Rab6c and miR-218 overexpressing cells were constructed to examine their effects in bladder cancer cells. As presented in Fig. 2A, miR-218 overexpression was established in T24 and EJ cells. It was found that Rab6c protein expression was decreased in miR-218-overexpressing T24 and EJ cells (Fig. 2B). Moreover, the expression level of miR-218 was downregulated in Rab6c-overexpressing T24 and EJ cells (Fig. 2C).

According to the conserved miR-218 binding site (-AAGCACAA-) in the 3′UTR of Rab6c mRNA, as indicated by TargetScan, a publicly available algorithm, Rab6c was preliminarily identified as a promising target for miR-218 (Fig. 3A). Compared with the NC group, hsa-miR-218-3p significantly downregulated the luciferase activity in h-Rab6c-3′UTR-wt group, indicating an interaction between RAB6C and miR-218. However, hsa-miR-218-3p failed to downregulate luciferase activity in h-Rab6c-3′UTR-mu group (Fig. 3B and C). These results suggested that there was a negative regulatory effect between Rab6c and miR-218 in bladder cancer.

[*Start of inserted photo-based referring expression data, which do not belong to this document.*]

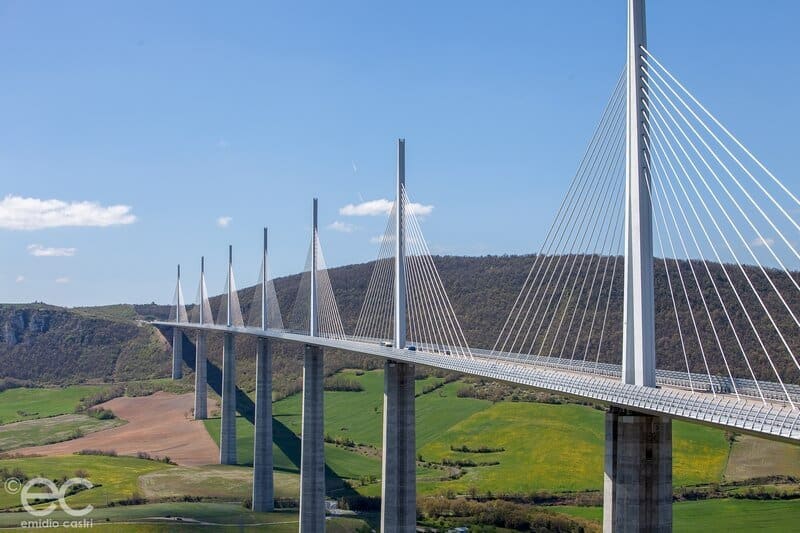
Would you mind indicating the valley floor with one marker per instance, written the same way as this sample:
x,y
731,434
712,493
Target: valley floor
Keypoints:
x,y
468,449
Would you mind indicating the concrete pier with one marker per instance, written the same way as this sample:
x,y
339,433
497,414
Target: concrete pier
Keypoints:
x,y
398,480
263,489
638,473
227,437
312,459
177,353
200,378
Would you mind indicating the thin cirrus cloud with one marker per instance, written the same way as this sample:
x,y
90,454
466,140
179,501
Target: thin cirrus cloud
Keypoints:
x,y
343,227
382,206
37,250
21,213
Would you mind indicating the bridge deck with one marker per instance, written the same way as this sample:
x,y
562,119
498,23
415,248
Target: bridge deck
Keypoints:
x,y
770,419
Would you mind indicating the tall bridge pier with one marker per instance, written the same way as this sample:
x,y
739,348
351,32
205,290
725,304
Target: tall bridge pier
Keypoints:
x,y
638,458
263,488
177,334
200,370
227,437
399,467
312,456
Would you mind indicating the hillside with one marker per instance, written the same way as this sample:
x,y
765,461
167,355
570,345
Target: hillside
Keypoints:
x,y
49,344
66,345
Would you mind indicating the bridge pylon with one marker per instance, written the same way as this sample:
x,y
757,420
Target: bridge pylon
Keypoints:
x,y
263,487
398,479
227,437
177,334
638,457
312,455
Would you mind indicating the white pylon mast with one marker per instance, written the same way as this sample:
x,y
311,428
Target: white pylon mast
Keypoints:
x,y
264,284
202,288
400,250
230,285
638,350
313,329
178,297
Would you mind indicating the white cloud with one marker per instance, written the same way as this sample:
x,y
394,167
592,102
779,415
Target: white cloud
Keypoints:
x,y
382,206
344,227
370,208
41,251
19,213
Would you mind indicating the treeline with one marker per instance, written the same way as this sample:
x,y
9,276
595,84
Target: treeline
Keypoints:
x,y
44,343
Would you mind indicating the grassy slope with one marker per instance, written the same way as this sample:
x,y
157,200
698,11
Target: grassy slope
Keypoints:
x,y
50,430
115,478
754,457
718,515
547,447
28,404
224,515
213,481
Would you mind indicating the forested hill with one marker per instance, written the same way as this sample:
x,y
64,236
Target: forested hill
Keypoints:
x,y
107,342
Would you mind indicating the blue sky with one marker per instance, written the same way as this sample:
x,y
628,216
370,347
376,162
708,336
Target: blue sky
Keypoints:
x,y
187,112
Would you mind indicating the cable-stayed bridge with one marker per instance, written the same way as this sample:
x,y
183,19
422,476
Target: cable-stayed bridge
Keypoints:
x,y
674,242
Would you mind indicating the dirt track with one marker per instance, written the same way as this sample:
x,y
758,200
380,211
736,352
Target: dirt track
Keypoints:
x,y
157,424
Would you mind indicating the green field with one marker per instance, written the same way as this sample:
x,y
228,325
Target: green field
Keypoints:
x,y
115,478
49,430
220,482
553,448
212,516
718,515
28,404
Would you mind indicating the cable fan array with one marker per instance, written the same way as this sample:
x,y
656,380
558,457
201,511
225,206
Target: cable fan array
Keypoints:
x,y
570,304
714,201
432,324
328,319
726,280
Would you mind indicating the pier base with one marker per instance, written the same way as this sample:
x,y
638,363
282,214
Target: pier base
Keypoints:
x,y
399,468
227,437
177,353
200,378
638,473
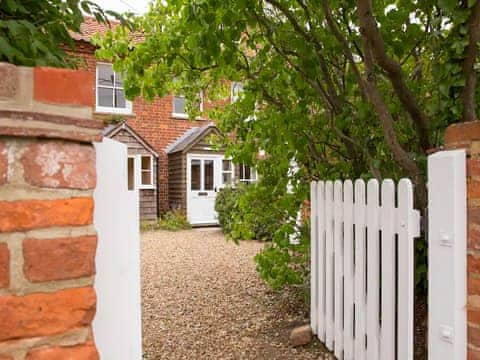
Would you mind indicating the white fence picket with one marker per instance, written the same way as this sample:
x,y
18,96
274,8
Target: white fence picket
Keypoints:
x,y
329,283
348,269
363,279
373,273
314,261
360,271
320,237
408,228
387,343
338,267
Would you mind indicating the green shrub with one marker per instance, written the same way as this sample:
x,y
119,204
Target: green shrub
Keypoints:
x,y
248,212
267,212
227,207
280,263
173,220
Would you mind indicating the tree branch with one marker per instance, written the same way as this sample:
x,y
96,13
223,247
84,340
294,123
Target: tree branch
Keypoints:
x,y
369,29
471,53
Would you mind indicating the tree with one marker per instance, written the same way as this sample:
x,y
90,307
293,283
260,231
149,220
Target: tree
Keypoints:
x,y
348,88
36,32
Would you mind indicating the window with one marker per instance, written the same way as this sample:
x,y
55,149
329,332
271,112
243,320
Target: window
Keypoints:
x,y
180,106
195,168
147,171
131,173
236,89
140,172
109,91
227,172
247,174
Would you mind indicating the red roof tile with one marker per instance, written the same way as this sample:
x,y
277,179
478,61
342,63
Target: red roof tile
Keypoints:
x,y
90,27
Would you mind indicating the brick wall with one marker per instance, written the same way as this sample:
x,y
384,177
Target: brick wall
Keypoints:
x,y
47,238
153,121
467,135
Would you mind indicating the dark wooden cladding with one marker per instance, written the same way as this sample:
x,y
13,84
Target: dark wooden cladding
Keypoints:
x,y
148,197
177,170
177,180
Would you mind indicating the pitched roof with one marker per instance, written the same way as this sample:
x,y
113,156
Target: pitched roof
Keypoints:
x,y
111,130
189,138
91,26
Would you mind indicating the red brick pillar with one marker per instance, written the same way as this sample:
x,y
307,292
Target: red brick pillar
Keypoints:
x,y
47,238
467,135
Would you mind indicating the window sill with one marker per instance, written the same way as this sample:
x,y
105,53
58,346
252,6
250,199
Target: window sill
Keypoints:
x,y
113,111
185,117
180,116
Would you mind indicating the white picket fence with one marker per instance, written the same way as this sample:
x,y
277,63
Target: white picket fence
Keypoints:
x,y
362,268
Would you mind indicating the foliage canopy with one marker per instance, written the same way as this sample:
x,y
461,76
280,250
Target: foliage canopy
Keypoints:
x,y
347,88
36,33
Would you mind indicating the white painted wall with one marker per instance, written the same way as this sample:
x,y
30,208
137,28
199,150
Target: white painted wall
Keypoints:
x,y
117,324
447,256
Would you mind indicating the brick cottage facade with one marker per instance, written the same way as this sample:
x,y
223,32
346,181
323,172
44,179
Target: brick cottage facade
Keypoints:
x,y
150,129
153,121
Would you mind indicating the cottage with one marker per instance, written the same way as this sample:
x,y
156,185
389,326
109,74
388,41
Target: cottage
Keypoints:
x,y
142,167
171,161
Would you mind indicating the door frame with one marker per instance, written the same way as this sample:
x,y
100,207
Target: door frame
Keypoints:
x,y
216,178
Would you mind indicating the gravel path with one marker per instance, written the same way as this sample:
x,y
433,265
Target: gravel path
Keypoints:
x,y
202,299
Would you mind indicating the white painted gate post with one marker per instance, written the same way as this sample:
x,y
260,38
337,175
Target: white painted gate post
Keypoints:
x,y
447,256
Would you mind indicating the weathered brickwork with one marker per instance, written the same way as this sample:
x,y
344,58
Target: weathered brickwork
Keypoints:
x,y
59,259
79,352
60,164
152,120
47,238
467,135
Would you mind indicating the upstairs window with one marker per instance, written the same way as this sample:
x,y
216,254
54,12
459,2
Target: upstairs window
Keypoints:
x,y
235,91
179,106
110,95
247,174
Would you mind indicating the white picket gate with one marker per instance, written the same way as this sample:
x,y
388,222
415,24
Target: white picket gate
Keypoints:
x,y
362,263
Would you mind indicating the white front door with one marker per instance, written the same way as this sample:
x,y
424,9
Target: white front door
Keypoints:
x,y
203,182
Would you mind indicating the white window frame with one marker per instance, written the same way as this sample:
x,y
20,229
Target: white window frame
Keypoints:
x,y
137,172
106,109
231,171
233,97
134,172
140,172
252,171
184,115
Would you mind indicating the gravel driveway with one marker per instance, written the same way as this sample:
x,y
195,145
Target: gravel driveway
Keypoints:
x,y
202,299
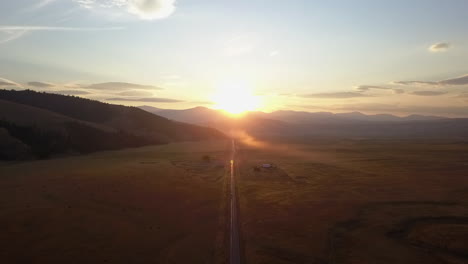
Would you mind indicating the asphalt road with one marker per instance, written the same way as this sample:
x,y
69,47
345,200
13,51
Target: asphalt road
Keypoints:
x,y
234,230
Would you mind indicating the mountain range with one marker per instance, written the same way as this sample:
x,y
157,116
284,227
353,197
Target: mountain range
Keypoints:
x,y
294,124
40,125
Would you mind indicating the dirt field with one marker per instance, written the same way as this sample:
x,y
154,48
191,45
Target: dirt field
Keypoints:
x,y
148,205
355,202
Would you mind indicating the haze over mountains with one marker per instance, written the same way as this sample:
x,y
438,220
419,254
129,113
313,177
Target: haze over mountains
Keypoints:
x,y
289,124
40,125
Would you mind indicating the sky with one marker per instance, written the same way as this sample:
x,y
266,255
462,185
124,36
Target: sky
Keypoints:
x,y
372,56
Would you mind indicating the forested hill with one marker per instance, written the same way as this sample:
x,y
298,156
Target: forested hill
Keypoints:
x,y
34,124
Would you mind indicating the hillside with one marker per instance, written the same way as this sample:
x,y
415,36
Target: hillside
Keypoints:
x,y
295,124
51,124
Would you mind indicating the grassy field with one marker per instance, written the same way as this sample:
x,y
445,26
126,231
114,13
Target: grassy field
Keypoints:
x,y
355,202
147,205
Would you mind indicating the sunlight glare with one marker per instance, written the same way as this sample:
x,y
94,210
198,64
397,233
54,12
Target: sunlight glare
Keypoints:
x,y
235,98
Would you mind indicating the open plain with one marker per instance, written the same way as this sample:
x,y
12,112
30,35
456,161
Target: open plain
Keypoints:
x,y
355,201
147,205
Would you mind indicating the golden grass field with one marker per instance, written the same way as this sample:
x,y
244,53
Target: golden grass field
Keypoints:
x,y
157,204
325,202
355,202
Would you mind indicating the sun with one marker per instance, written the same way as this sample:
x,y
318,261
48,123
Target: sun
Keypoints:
x,y
235,99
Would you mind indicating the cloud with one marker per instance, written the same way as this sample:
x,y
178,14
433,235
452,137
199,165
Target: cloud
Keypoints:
x,y
365,88
46,28
42,4
135,93
397,108
439,47
71,92
415,83
151,9
41,84
121,86
334,95
462,80
9,33
429,93
274,53
147,100
240,44
8,83
144,9
394,109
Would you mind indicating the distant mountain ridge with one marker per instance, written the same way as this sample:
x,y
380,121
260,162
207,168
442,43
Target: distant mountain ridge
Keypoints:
x,y
294,124
200,115
49,124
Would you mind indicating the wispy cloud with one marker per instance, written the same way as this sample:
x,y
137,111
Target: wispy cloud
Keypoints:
x,y
334,95
429,93
365,88
144,9
121,86
41,84
47,28
462,80
135,93
439,47
42,3
8,83
146,100
9,33
71,92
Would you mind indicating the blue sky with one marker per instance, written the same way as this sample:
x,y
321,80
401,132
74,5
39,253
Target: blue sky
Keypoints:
x,y
298,54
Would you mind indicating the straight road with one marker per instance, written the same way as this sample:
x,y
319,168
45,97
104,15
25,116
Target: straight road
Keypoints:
x,y
234,230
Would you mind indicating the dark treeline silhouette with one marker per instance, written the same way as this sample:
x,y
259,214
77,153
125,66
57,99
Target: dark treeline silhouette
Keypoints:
x,y
78,125
77,138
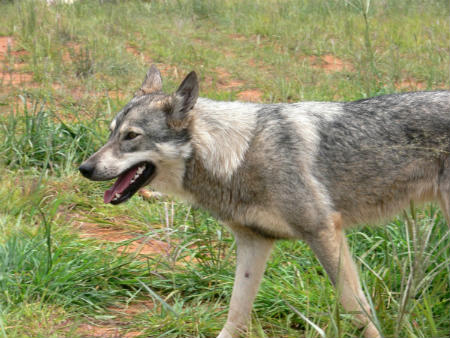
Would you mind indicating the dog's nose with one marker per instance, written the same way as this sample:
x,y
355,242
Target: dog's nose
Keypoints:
x,y
86,169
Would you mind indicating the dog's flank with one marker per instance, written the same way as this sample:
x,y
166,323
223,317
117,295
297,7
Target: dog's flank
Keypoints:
x,y
301,171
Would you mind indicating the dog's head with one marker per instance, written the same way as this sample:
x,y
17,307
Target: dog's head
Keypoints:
x,y
149,138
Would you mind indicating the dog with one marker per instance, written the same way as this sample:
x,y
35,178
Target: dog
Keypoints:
x,y
304,171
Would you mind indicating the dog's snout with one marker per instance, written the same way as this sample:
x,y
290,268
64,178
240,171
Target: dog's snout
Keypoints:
x,y
86,169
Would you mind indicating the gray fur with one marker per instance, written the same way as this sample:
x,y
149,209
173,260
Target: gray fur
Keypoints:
x,y
302,171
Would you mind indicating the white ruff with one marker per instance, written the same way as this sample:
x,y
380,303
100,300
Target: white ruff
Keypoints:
x,y
221,133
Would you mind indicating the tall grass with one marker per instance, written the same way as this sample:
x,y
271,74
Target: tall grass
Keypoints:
x,y
33,137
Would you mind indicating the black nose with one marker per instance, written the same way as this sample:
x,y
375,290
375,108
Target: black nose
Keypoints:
x,y
86,169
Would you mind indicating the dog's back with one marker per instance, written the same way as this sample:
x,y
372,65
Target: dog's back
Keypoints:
x,y
380,153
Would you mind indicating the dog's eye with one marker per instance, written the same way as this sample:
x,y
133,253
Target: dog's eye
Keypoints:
x,y
131,135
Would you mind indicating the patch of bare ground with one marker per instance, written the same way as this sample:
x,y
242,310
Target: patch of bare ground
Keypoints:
x,y
123,313
329,63
105,331
11,65
237,36
141,246
165,69
225,81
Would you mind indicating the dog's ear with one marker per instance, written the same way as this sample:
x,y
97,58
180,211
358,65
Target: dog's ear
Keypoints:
x,y
152,82
184,100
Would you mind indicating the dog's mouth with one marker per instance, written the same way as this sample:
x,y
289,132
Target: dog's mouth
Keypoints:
x,y
129,182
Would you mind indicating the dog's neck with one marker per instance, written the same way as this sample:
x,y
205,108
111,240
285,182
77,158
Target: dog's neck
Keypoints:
x,y
221,134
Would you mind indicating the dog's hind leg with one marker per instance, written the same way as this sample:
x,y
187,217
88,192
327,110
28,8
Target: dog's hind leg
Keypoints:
x,y
330,247
444,190
253,251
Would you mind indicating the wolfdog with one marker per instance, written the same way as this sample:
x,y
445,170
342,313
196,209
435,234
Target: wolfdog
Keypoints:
x,y
281,171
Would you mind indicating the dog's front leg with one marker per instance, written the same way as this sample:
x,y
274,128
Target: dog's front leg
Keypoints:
x,y
253,251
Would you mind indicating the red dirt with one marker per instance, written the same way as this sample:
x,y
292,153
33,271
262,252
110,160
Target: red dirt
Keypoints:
x,y
410,84
252,95
141,246
329,63
11,63
225,81
105,331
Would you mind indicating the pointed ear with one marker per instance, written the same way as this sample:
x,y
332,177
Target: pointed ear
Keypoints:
x,y
186,96
152,82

As the biological function of Rab6c in bladder cancer cells has not been revealed, to the best of our knowledge, proliferation was evaluated in T24 and EJ cells using CCK-8 and colony formation assays. The result of western blotting indicated that Rab6c expression was significantly upregulated following transfection with Rab6c lentivirus particles (Fig. 4A). The CCK-8 assay demonstrated that cell proliferation was notably promoted by Rab6c overexpression (Fig. 4B). Consistent with the results, Rab6c overexpression accelerated colony formation, as indicated by an increased number of colonies (Fig. 4C). To elucidate whether the effects of Rab6c overexpression were reversed by miR-218, restoration experiments were performed. As shown in Fig. 4B and C, the cells overexpressing Rab6c and miR-218 exhibited a lower proliferation rate and fewer colonies compared with the cells overexpressing Rab6c alone.

Bladder cancer cell invasion was examined using a Transwell assays. Rab6c overexpression significantly promoted the invasion of bladder cancer cells (Fig. 5). However, co-transfection with miR-218 overexpression significantly reduced the invasion of T24 and EJ cells. Thus, it was concluded that Rab6c may serve a stimulative role in the proliferation and invasion of bladder cancer cells, which could be reversed by miR-218.